An old lady walks into a plastic surgeon's office
and tells him she wants a facelift.
He says "Well, we have three models. The first is for $1000
and is guaranteed for one year, the second is $3000 and is
guaranteed for 3 years and the last is $5000 and it is
guaranteed for 5 years."
The old lady says "Well tell me about them."
The doctor says, "For $1000 you are going to get
a half-ass job that you pay very little for."
She responds, "Forget that one, what about the next one."
He explains, "For $3000 we do a much better job and
pay close attention to detail, but it is
only guaranteed for 3 years."
The lady says, "No, that's no good either, what about the last one."
The doctor replies, "For $5000 you are going to get the best
facelift with a feature that is on the cutting edge of plastic
surgery.
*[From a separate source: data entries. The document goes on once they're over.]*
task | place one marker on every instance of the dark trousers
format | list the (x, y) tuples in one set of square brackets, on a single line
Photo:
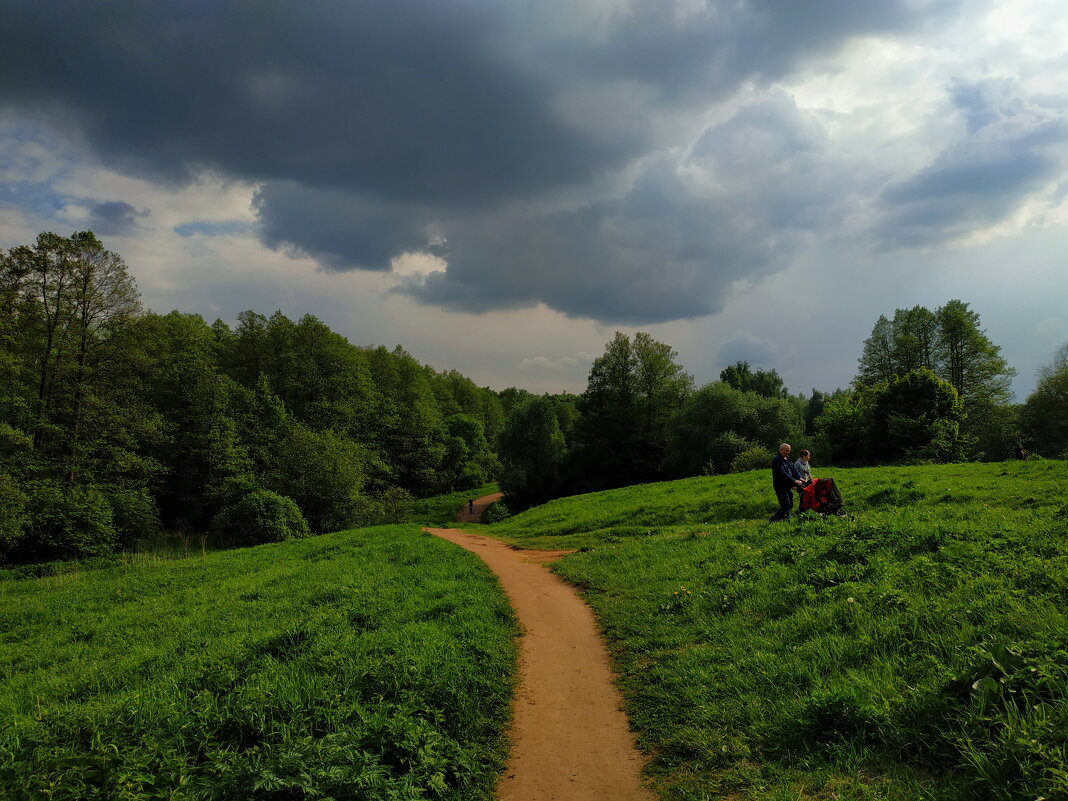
[(785, 503)]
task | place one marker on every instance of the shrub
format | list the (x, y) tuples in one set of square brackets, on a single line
[(261, 516), (472, 477), (393, 506), (752, 458), (725, 448), (495, 513), (135, 515), (67, 522)]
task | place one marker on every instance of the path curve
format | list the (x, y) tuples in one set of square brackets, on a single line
[(464, 516), (570, 740)]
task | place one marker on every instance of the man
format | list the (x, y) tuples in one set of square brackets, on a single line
[(784, 478)]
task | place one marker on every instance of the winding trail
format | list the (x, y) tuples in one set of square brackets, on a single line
[(569, 737)]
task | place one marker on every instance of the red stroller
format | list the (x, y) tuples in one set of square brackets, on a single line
[(821, 496)]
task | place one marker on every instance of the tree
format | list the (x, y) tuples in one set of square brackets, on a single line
[(1045, 413), (633, 393), (532, 453), (919, 415), (947, 342), (967, 358)]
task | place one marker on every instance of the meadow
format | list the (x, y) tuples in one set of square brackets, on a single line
[(362, 664), (916, 649)]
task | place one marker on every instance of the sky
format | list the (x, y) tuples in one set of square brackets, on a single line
[(500, 186)]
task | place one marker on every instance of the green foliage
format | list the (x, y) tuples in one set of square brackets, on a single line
[(1045, 414), (532, 452), (915, 649), (917, 417), (261, 516), (372, 664), (135, 515), (633, 393), (947, 342), (752, 458), (323, 472), (495, 513), (724, 449), (442, 509), (66, 522), (13, 513)]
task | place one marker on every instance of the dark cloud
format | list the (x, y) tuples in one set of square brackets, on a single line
[(739, 206), (380, 127), (757, 352), (114, 217), (1011, 151)]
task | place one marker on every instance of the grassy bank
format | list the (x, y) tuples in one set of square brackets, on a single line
[(917, 650), (368, 664)]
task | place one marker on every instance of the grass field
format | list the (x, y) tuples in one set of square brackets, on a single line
[(366, 664), (917, 650)]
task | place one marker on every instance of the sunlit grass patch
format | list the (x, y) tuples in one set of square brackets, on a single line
[(917, 649), (375, 663)]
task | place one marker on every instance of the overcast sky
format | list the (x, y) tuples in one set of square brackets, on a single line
[(500, 186)]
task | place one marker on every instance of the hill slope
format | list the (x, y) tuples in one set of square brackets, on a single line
[(916, 650), (362, 664)]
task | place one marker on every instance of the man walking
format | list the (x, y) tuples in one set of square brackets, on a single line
[(784, 478)]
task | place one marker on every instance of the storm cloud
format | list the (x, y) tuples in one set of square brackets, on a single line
[(614, 160), (114, 217)]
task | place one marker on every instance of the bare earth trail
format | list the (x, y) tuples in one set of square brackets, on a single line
[(569, 736)]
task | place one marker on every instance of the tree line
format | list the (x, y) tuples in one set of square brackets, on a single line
[(930, 387), (116, 422)]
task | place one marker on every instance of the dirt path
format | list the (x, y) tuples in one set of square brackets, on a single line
[(472, 517), (569, 737)]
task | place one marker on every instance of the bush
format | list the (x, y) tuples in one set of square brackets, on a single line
[(495, 513), (472, 477), (261, 516), (725, 448), (67, 522), (393, 506), (753, 458), (135, 515)]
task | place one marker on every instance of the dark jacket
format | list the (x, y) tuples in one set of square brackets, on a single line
[(783, 472)]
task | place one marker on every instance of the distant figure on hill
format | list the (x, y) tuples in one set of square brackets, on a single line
[(784, 478), (802, 466)]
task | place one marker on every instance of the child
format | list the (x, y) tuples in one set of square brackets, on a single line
[(802, 466)]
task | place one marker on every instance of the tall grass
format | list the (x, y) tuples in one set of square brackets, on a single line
[(917, 650), (367, 664)]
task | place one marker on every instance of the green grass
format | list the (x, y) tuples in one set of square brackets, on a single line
[(917, 650), (363, 664), (440, 511)]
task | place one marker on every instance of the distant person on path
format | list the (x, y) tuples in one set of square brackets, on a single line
[(784, 478)]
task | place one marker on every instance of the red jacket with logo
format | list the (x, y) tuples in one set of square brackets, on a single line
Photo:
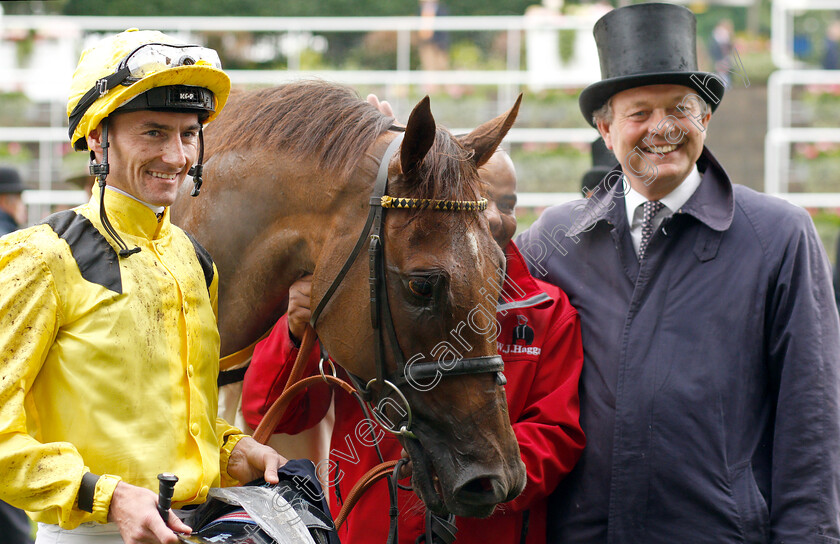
[(540, 343)]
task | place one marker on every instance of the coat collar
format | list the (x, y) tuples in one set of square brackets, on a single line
[(712, 203), (131, 216)]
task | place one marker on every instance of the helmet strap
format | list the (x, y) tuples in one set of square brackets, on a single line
[(197, 169), (101, 172)]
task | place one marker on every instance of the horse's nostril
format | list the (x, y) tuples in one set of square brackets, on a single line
[(479, 491)]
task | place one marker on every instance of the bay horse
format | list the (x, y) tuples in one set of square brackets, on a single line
[(288, 177)]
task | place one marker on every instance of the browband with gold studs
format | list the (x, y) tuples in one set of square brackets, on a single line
[(440, 205)]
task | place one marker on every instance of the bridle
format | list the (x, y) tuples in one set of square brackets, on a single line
[(380, 311)]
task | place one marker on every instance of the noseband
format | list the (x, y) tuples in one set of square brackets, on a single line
[(380, 311)]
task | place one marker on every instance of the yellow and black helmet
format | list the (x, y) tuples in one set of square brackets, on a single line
[(143, 69)]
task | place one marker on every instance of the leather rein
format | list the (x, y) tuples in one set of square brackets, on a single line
[(383, 326)]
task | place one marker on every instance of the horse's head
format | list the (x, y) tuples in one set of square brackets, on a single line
[(443, 272)]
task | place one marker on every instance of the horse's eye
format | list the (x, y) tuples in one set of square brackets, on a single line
[(421, 287)]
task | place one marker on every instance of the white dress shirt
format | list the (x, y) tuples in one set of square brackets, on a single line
[(673, 201)]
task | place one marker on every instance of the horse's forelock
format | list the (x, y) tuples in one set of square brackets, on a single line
[(446, 173)]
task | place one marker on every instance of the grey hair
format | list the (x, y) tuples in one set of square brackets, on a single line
[(605, 114)]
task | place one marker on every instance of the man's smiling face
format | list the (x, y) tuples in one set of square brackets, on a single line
[(636, 115), (150, 153)]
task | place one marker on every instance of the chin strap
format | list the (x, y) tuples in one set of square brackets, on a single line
[(101, 172), (197, 169)]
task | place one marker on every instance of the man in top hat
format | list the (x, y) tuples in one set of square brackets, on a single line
[(109, 345), (710, 390), (12, 208)]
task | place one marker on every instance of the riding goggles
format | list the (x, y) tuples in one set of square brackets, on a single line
[(154, 57), (143, 61)]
There will be a screw attached to the back of your
head and if you notice your face sagging, just come back in
and we will tighten the screw."
The lady is delighted
and has the surgery.
About 6 months later she comes back to the office very upset.
"Doctor, I want my money back because I look horrible.
Look at these bags under my eyes!"
The doctor leans back in his chair and says,
"Lady you aren't getting anything back. Those
bags under your eyes are your boobs and if you keep
messing with that screw, you're going to have a mustache."